Vistas desde la terraza central
El Carmen de la Fundación Rodríguez Acosta no es un carmen normal del Albaicin. No hay parras, ni flores de geranios en macetas ni peroles de cobre en las paredes. Es un impresionante edificio blanco que destaca en la colina de la Alhambra encima del barrio del realejo. Es un capricho del pintor José María Rodríguez Acosta. según nos contaba el guía. Después de un viaje a París y otros lugares mas exóticos y lejanos, perdió la inspiración para su pintura y estuvo quince años sin hacer un cuadro. Decidió entonces edificar este carmen para su estudio y biblioteca.  Y allí está para que nosotros ahora podamos disfrutarlo.
Jardín de Baco

Jardín francés

Templete clásico - Salida de las Galerías al fondo
El carmen des laberinto de arquitectura en blanco con cipreses inmensos. En cada rincón de los jardines hay un muro de estos árboles, un estanque, un surtidor y unas esculturas clásicas. Hay columnas romanas, orientales, árabes.
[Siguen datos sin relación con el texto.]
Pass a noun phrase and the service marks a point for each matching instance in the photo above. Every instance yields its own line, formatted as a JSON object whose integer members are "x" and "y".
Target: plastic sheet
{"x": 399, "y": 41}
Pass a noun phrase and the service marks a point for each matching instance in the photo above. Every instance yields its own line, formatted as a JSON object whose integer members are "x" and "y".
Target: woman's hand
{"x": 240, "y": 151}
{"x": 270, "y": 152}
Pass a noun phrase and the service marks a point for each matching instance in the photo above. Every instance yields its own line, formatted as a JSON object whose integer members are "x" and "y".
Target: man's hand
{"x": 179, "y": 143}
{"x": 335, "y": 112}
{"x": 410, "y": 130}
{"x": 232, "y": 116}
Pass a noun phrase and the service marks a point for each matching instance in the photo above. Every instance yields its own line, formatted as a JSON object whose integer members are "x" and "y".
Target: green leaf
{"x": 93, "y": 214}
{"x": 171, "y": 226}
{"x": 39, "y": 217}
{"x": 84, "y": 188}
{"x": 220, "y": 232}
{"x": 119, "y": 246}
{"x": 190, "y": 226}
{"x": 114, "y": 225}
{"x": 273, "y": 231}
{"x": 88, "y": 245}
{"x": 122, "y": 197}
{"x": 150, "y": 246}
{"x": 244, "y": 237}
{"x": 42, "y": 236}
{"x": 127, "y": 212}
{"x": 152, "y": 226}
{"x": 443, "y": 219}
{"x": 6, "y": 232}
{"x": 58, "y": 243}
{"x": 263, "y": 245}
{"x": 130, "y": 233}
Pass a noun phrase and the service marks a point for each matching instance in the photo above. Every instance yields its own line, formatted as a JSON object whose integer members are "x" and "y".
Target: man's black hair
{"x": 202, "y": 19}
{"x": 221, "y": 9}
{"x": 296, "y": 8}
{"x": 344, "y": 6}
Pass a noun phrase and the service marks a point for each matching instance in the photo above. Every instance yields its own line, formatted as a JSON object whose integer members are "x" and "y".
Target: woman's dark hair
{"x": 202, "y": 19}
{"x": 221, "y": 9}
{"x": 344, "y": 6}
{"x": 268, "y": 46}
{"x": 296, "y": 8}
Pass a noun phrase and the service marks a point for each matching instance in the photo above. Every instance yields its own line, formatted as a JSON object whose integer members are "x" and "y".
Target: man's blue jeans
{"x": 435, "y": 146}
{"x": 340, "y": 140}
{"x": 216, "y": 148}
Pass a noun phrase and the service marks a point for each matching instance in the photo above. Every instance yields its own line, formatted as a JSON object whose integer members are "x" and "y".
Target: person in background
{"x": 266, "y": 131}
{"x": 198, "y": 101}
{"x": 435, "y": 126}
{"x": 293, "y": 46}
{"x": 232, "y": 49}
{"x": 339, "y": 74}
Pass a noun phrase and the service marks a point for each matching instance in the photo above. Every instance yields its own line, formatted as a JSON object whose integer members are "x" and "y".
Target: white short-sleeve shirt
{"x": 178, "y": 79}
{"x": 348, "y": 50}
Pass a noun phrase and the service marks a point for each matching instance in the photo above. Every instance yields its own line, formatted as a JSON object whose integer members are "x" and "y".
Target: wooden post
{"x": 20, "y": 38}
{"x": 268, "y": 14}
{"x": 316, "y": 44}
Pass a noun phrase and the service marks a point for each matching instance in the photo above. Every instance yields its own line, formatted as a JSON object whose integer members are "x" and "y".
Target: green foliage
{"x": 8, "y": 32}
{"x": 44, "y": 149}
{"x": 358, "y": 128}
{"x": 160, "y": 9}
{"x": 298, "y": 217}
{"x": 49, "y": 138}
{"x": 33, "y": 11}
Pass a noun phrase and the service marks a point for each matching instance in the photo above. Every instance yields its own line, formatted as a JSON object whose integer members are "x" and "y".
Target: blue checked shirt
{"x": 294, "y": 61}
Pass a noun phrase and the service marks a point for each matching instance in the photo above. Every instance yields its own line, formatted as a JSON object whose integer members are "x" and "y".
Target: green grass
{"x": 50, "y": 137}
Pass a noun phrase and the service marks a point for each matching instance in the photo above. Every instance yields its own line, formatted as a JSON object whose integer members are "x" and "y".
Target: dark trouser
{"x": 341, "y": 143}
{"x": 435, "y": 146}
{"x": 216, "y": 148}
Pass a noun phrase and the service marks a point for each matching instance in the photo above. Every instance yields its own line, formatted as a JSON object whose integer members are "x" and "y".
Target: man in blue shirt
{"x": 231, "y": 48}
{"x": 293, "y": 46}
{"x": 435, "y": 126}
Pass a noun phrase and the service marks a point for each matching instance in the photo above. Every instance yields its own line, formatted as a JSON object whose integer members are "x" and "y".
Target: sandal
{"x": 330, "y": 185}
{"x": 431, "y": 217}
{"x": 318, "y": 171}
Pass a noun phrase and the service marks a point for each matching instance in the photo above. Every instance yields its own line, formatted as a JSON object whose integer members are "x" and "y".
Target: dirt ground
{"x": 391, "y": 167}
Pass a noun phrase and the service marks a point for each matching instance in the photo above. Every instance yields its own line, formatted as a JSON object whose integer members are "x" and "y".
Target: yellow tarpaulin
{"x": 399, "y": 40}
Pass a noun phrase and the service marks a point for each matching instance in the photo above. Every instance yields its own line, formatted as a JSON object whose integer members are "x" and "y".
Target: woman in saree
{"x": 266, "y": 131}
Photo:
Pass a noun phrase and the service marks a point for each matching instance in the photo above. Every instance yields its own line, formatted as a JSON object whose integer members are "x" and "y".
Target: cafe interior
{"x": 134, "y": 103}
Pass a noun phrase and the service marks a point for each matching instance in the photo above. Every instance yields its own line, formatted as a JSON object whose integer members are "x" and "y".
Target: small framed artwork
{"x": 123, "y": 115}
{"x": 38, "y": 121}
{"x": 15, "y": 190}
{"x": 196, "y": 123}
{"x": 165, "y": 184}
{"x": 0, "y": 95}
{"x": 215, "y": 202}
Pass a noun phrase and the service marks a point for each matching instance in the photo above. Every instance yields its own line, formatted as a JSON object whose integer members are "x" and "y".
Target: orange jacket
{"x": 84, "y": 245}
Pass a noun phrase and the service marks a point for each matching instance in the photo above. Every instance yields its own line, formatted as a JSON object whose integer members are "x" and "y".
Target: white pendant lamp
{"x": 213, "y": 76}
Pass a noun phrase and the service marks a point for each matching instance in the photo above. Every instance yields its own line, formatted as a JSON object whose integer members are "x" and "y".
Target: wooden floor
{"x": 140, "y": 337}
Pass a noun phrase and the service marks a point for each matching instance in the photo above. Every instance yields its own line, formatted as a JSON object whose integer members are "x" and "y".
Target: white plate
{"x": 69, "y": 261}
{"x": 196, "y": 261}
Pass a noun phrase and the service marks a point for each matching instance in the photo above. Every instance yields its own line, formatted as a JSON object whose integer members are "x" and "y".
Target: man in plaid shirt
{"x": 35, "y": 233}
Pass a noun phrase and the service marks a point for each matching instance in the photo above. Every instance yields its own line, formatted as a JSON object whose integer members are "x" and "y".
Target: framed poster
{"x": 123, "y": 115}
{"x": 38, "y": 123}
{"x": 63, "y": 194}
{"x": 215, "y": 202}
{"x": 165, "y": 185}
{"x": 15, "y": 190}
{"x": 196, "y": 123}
Hay una cúpula hecha con con cipreses, un balcón de piedra de Salamanca, una pila bautismal renacentista convertida en fuente, un templete griego, un jardín árabe, un teatro con columnas romanas, fuente árabe, y plintos art-deco, la copia de un friso del partenón, otra copia de la Cantoria de Donatello, una copia de la Venus de Canova, una escultura original de Baco, un cenotafio de una monja castellana que murió a los 80 años, ....
Detalle
Otro detalle
En el criptopórtico sobre una fuente hay una bóveda con un curioso efecto acústico por el que los pasos y las voces resuenan con un eco infinito.  También se visitan, con mucha precaución,  unas galerías subterráneas que se introducen en el corazón de la tierra. Alguien podría escribir una de esas novelas pseudo-históricas tan de moda sobre estas galerías que nadie sabe para qué se hicieron y a dónde van a parar.
La fuente bajo la bóveda del criptopórtico

Las galerías subterráneas

Por todos sitios se encuentran maravillosos detalles.
Aquí podéis hacer una visita virtual
  Cuando acabamos la visita al carmen, fuimos a ver el Instituto Gómez Moreno, un museo donde se recoge el legado del arqueólogo e historiador granadino que coleccionó durante toda su vida obras de arte. Su familia cedió su colección a la Fundación Rodríguez-Acosta que hizo un edificio adjunto al carmen para instalar este Legado Gómez-Moreno
No tengo fotos de la exposición pero os aseguro que también es muy interesante. El edificio es del año 1982 y fue diseñado por
José María García de Paredes Barreda.

Os recomiendo que pongáis el Carmen de la Fundación Rodríguez-Acosta (Callejón del Niño del Royo) en vuestra lista de visitas pendientes. Estaré encantada de acompañaros a verlo.